Tag Archives: Jonathan Edwards

The bias of the unbiased

A hilarious paper from Stanford shows the bias of the unbiased [ Proc. Natl. Acad. Sci. vol. 115 pp. E3635 – E3644 ’18 ].  No one wants to be considered biased or to use stereotypes, but this paper indicts all of us.  They use a technique called word embedding to look at a large body of printed material (Wikipedia, Google news articles etc. etc.) over the past 100 years, to look for word associations  -e.g. male trustworthy female submissive and the like. In word embedding models, each word in a given language is associated with a high dimensional vector (not clear to me how the dimensions are chosen) and the metric between the words is measured.  A metric is simply a mathematical device that takes two objects and associates a number with them.  The distance between cities is a good example.

 

The vector for France is close to vectors for Austria and Italy.  The difference between London and England (obtained by subtracting them) is parallel to the difference between to the difference between Paris and France.  This allows embeddings to capture analogy relationships such as London is to England as Paris is to France.

So word embeddings were used as a way to study gender and ethnic stereotypes in the 20th and 21st centuries in the USA.  Not only that but they plotted how the biases changed over time.

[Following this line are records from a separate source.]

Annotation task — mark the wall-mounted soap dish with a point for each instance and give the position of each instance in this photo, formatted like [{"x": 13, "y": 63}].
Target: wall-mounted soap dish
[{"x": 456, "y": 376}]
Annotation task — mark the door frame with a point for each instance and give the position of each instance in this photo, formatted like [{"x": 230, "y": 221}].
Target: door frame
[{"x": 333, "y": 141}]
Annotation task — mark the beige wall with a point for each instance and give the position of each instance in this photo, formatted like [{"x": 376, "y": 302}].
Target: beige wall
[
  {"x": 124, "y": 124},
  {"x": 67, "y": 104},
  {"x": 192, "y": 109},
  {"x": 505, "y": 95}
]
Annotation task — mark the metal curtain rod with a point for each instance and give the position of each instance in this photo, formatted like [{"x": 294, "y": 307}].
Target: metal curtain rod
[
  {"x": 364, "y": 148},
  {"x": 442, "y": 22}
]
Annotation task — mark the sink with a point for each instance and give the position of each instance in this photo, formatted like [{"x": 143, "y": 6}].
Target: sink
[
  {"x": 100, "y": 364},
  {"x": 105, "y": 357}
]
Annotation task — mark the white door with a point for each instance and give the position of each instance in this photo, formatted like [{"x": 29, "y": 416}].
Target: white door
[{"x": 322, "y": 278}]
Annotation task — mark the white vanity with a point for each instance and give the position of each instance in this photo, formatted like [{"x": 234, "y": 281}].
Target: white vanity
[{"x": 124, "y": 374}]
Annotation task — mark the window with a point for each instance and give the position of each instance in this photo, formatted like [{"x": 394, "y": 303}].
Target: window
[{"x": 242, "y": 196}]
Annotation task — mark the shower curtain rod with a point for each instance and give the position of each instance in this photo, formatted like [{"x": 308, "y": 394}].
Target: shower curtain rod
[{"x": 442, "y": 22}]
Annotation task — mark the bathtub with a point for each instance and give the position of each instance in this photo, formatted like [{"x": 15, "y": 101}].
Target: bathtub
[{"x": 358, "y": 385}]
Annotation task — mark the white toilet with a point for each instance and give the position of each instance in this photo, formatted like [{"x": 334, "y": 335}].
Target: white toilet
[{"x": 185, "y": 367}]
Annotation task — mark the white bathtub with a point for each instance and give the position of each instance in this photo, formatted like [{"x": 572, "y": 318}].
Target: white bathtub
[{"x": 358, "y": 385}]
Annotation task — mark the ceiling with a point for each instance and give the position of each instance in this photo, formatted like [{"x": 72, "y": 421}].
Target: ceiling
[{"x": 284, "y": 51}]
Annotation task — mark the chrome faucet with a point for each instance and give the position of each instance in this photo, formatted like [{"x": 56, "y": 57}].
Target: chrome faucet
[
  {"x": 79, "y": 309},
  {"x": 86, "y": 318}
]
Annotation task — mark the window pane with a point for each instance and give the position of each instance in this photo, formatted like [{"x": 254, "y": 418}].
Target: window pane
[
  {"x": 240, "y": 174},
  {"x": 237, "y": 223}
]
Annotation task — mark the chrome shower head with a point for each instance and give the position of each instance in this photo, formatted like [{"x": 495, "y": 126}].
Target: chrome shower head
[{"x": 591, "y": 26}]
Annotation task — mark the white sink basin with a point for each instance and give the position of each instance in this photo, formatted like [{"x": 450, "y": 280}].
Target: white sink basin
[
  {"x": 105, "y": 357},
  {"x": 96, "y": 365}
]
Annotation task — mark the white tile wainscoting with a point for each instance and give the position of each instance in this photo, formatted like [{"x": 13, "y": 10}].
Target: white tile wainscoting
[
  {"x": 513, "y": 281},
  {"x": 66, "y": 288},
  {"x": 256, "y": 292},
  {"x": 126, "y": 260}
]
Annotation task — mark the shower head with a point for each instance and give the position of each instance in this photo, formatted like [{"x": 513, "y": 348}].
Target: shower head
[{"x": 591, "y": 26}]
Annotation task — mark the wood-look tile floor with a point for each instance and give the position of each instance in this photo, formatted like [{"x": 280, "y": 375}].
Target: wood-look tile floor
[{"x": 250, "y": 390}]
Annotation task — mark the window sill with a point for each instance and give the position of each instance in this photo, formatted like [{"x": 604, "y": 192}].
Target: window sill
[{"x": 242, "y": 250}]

So in your mind the metric between bias == bad, stereotype == worse is clear

So just as women’s occupations have changed so have the descriptors of women.  Back in the day women, if they worked out of the home at all, were teachers or nurses.  A descendent of Jonathan Edwards was a grade school teacher in the town of my small rural high school.

As women moved into the wider workforce from them the descriptors of them changed.  The following is a pair of direct quotes from the article.”

“More importantly, these correlations are very similar over the decades, suggesting that the relationship between embedding bias score and “reality,” as measured by occupation participation, is consistent over time” ….”This consistency makes the interpretation of embedding bias more reliable; i.e., a given bias score corresponds to approximately the same percentage of the workforce in that occupation being women, regardless of the embedding decade.”

English translation:  As women’s percentage of workers in a given occupation changed the ‘bias score’ changed with it.

So what the authors describe and worse, define, as bias and stereotyping is actually an accurate perception of reality.  We’re all guilty.

The authors are following Humpty Dumpty in Alice in Wonderland  — ““When I use a word,” Humpty Dumpty said, in rather a scornful tone, “it means just what I choose it to mean—neither more nor less.” “The question is,” said Alice, “whether you can make words mean so many different things.” “The question is,” said Humpty Dumpty, “which is to be master—that’s all.”

I find the paper hilarious and an example of the bias of the supposedly unbiased.